All but the whippersnappers remember this as the sweetpotato whitefly, now more specifically termed ‘B-biotype sweetpotato whitefly’ (SPWF). It appears to have originated outside the U.S. and acquired notoriety on arrival in Florida in the mid-1980s, where it had a broader host range compared with an older SPWF, was difficult to control, became associated with large infestations in poinsettia crops, and found guilty of virus transmission and other problems in outdoor agriculture. For a short time it was declared a new species, the ‘silverleaf whitefly,’ for its effect on infested squash leaves. Whether it is simply a genetic variant of the SPWF or should be considered a new species is under discussion.


Before this new pestilence descended, greenhouse whitefly had been our most common whitefly problem. Despite causing occasional trouble it was very susceptible to biocontrol with Encarsia formosa, then receded in importance as SPWF became more widespread. Unfortunately, Encarsia formosa proved not highly effective against SPWF and some insecticides were not working well either. Tank mixes of acephate (Orthene TTO) with pyrethroids (such as Tame and Talstar) were found synergistic and fairly effective, so widely used on poinsettias until imidacloprid insecticides (Marathon) became available in 1995 and then pyriproxyfen (Distance) in 1999.

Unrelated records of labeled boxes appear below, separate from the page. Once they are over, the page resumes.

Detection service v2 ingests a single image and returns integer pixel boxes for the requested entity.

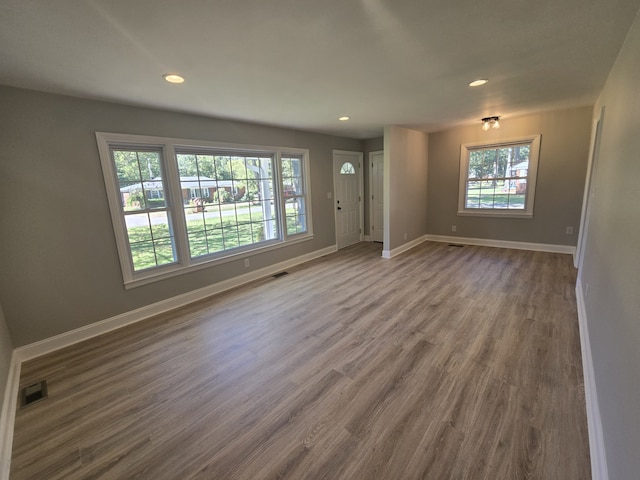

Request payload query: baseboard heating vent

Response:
[20,380,47,408]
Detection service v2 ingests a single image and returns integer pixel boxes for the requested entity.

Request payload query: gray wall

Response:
[578,5,640,480]
[0,87,362,346]
[0,305,13,411]
[427,107,592,245]
[384,126,429,251]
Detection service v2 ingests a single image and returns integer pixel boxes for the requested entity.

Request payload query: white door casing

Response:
[369,150,384,242]
[333,150,363,248]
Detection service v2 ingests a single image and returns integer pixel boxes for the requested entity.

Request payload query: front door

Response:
[369,151,384,242]
[333,150,362,248]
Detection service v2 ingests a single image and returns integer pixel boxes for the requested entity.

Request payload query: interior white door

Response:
[369,151,384,242]
[333,151,362,248]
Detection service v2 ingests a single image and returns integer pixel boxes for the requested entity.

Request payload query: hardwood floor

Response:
[11,242,591,480]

Then, in early 2005, a new strain of this sweetpotato whitefly was reported in Arizona. Now widespread, this “Q-biotype SPWF” came enhanced with reduced susceptibility to insecticides like imidacloprid and pyriproxyfen, causing widespread frustration among greenhouse growers having trouble managing an apparently familiar pest. Fortunately there has been some good news: this new strain isn’t (so far) a problem outdoors, some insecticides (Safari, Judo, Kontos, M-Pede, horticultural oil, and some others) can be effective to highly effective, there have been good results with biocontrol (Eretmocerus in particular), and according to a recent survey (McKenzie, et al. 2012), Q hasn’t taken over — the B-biotype is still common.

Thanks to Lance Osborne at the University of Florida and collaborators on the Ad Hoc Whitefly Task Force, management guidelines are available online at bit.ly/Nymu2u.

There are some very important lessons from this experience: be alert for new pests or control problems, pests may appear outwardly the same but be fundamentally different with serious economic impacts, and depending exclusively upon chemical control comes with risks — management should incorporate biological and non-chemical methods. So remember greenhouse whitefly? It hasn’t gone away either, but now we’re anticipating its next move.

 

Daniel Gilrein is a frequent contributor to Greenhouse Management and an extension entomologist at Cornell University.